For some of the accounts, the increase in CTR and conversion rates more than made up for this negative average order value; however, in 3 of the 9 accounts, the average order value change made it so this type of sitelink was less profitable than just using standard campaign sitelinks with new items, shipping policies, etc.

Ambiguous Queries


The ambiguous ad groups are the ones I had the most hopes in increasing with ad group sitelinks. These were commercial type queries for which the sites had to send the traffic to fairly generic category pages as they could not guess the type of product the user wanted.

For instance, a query such as ‘Women’s Dresses’ could use sitelinks such as evening dress, cocktail dress, summer dress, etc.

Using these specific sitelinks lead to a positive change in both CTR and conversion rates. The average order value dropped an insignificant 0.5%.

Within this test, the ambiguous ad groups were definitely the ones with the best overall change due to using ad group sitelinks.

The Difficulty of Creating Sitelinks

If you are dealing with hundreds of sitelinks, in the UI, you have to hunt for each individual sitelink you want displayed in a UI that does not have a sort or search feature. While this can be difficult in ecommerce examples, its very difficult in lead generation campaigns where the sitelink name might be the same for multiple geographies, but the destination URL changes by geography.

Just to create sitelinks for an ecommerce account with 50 ad groups takes this type of effort:

  • List out the ad groups
  • Choose the sitelink per ad group
  • Go into the UI for every single ad group to create ad group level sitelinks
  • For each ad group, hunt through the list of sitelinks to add them to the ad group
  • Save the ad group sitelinks and move on to the next ad group

In a campaign of just 50 ad groups, it took about two hours to customize all of the sitelinks.

The AdWords Editor now supports campaign and ad group level sitelinks. I find for large sites, its easiest to get some type of website export and then manipulate the data in Excel before importing the data into the AdWords Editor. For smaller sites, you can easily create the sitelinks in Excel and then use the Editor. Regardless of your initial data set, the AdWords Editor and Excel are a much better combination than the AdWords interface to use for creating many ad group level sitelinks.

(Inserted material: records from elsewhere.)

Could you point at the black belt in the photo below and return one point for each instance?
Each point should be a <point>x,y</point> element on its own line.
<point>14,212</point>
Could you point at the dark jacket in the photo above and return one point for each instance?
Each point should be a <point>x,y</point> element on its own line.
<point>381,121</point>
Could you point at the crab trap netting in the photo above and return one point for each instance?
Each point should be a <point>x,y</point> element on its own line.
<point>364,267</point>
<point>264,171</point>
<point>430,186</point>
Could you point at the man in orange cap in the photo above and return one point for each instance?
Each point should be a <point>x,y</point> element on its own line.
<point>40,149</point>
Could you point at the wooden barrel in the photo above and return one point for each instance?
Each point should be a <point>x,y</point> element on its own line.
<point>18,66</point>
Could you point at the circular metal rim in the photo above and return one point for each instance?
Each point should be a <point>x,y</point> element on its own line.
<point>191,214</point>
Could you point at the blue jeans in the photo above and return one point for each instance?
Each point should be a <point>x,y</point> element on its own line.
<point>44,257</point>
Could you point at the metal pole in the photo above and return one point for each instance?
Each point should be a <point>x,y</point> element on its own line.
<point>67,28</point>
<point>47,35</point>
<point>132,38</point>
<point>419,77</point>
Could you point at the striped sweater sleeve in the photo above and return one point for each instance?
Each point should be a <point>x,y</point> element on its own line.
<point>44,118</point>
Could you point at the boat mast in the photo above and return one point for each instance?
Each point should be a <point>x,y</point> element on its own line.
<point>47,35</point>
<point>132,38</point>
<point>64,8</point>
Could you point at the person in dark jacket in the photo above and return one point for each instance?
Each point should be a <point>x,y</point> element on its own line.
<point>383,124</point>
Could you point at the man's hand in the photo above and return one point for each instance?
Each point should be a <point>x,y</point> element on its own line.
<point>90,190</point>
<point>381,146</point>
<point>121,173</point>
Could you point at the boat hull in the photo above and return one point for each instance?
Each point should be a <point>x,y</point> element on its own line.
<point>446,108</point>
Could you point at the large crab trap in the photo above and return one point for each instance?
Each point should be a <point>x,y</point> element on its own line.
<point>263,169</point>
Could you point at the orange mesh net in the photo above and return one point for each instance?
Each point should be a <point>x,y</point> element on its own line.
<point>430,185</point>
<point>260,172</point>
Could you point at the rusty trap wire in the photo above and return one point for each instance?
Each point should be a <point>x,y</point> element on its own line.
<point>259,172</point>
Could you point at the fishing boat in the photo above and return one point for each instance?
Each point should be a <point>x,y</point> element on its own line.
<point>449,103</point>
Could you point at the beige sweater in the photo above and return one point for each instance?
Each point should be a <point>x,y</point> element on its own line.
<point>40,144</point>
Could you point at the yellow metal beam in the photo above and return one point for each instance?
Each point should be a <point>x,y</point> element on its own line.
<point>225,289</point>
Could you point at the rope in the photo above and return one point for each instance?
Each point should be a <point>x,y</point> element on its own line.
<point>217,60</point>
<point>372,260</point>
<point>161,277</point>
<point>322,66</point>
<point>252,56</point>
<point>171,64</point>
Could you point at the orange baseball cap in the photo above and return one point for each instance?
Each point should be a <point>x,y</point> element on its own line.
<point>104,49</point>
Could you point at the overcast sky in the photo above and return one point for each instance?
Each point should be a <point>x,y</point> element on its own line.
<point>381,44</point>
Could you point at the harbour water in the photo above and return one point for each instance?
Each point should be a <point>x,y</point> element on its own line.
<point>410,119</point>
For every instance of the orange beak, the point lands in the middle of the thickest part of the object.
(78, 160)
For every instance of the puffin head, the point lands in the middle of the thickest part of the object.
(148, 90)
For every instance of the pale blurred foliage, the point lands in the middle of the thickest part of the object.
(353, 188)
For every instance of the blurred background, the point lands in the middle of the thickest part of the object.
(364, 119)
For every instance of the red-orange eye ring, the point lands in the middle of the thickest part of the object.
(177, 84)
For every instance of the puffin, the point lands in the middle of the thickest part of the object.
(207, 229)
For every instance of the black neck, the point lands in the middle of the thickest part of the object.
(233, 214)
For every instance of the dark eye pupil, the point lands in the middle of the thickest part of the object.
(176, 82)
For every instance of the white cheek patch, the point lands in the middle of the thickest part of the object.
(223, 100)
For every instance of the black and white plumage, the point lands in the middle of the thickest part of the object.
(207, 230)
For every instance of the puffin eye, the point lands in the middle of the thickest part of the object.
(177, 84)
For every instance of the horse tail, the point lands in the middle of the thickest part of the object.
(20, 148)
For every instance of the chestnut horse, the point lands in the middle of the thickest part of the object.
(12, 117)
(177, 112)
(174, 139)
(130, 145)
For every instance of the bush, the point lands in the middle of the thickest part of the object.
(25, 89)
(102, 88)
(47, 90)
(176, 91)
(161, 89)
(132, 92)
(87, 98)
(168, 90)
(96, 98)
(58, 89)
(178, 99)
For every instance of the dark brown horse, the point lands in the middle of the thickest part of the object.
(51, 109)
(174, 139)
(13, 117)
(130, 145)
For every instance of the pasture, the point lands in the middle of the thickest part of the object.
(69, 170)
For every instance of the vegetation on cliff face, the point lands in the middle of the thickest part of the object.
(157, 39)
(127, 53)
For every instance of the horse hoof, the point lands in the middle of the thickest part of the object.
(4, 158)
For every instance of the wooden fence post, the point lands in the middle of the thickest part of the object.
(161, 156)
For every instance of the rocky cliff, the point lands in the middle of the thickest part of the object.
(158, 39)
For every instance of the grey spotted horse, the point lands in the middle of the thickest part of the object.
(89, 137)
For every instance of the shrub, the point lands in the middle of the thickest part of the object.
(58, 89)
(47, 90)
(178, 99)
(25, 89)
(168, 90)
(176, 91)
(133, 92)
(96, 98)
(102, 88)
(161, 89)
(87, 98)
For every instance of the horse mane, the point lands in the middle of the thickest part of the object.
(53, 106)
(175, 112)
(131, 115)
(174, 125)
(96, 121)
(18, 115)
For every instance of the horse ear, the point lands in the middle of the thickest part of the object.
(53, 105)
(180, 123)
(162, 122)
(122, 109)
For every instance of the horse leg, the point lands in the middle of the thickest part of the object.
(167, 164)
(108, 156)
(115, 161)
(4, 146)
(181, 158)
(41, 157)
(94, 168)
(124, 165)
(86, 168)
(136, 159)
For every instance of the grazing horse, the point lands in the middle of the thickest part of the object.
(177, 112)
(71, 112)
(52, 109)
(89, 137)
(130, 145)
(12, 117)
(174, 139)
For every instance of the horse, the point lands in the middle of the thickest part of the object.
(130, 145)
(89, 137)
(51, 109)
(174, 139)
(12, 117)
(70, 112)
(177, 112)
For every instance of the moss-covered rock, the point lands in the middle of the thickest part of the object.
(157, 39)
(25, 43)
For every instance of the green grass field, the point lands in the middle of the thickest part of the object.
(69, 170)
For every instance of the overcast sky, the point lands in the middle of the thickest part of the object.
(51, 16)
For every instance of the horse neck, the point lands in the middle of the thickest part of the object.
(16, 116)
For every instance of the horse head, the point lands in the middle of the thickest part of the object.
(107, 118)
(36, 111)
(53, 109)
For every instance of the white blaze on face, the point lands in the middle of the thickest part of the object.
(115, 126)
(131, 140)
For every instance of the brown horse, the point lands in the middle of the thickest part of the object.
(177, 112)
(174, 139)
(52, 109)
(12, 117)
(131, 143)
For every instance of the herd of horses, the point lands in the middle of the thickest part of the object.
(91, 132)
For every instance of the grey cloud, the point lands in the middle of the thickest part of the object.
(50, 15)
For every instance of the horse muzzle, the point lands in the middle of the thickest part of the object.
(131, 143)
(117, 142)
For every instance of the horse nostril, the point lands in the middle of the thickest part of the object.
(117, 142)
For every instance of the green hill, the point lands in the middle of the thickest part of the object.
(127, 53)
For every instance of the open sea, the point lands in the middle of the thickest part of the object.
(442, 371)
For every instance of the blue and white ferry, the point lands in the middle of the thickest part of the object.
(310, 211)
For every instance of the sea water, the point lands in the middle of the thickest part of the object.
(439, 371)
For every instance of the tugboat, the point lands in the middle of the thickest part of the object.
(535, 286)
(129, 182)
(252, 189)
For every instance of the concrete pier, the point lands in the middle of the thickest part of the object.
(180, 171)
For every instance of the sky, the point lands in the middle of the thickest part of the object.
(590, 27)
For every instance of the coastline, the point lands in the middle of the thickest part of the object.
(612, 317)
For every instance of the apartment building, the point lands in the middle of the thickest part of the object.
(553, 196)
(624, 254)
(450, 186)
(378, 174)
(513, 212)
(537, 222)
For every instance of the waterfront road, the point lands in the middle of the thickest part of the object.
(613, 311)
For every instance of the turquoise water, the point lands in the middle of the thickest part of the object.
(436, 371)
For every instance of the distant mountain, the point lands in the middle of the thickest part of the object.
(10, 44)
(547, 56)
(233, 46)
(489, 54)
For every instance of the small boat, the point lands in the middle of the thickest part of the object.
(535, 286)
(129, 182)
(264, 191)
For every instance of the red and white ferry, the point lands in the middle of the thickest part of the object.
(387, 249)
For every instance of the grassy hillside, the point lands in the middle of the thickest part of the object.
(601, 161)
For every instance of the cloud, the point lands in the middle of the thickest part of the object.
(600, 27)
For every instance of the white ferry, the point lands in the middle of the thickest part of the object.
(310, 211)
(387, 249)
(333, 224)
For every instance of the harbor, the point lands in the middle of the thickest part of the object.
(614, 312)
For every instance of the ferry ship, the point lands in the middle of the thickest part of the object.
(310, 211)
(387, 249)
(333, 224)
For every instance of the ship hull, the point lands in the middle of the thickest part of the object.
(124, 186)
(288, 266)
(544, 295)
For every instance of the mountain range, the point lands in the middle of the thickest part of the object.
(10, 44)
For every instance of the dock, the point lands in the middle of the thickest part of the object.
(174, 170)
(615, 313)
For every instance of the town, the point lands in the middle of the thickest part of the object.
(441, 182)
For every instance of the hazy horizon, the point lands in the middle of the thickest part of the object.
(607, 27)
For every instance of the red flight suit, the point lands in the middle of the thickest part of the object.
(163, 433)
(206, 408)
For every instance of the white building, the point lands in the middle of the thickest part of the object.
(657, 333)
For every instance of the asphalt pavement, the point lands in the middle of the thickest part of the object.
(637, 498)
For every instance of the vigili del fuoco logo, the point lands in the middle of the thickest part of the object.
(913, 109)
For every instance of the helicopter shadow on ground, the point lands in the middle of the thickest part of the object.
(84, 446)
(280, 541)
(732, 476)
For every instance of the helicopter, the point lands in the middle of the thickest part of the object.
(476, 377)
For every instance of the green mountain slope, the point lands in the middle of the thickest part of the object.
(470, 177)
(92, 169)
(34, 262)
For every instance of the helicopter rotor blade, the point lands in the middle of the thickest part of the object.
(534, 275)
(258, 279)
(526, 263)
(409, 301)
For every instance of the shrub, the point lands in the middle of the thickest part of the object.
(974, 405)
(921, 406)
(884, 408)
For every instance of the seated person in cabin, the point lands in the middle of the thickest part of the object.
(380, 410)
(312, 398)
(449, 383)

For most accounts, it is not worth the time and effort to create sitelinks for all of your ad groups right now. This is not because of the results, it is because of the difficulty in creating mass amounts of ad group sitelinks

At the moment, the best course of action is to examine the ad groups with the most impressions in the ‘top’ positions that are ambiguous types of ad groups and create sitelinks for those ad groups.


Once the AdWords editor supports the bulk import of ad group sitelinks, it will be worthwhile to create ad group sitelinks for most of your ad groups.

Just once you create them, compare the results to what you were getting to make sure that your ad group sitelinks are helping you reach your overall account goals.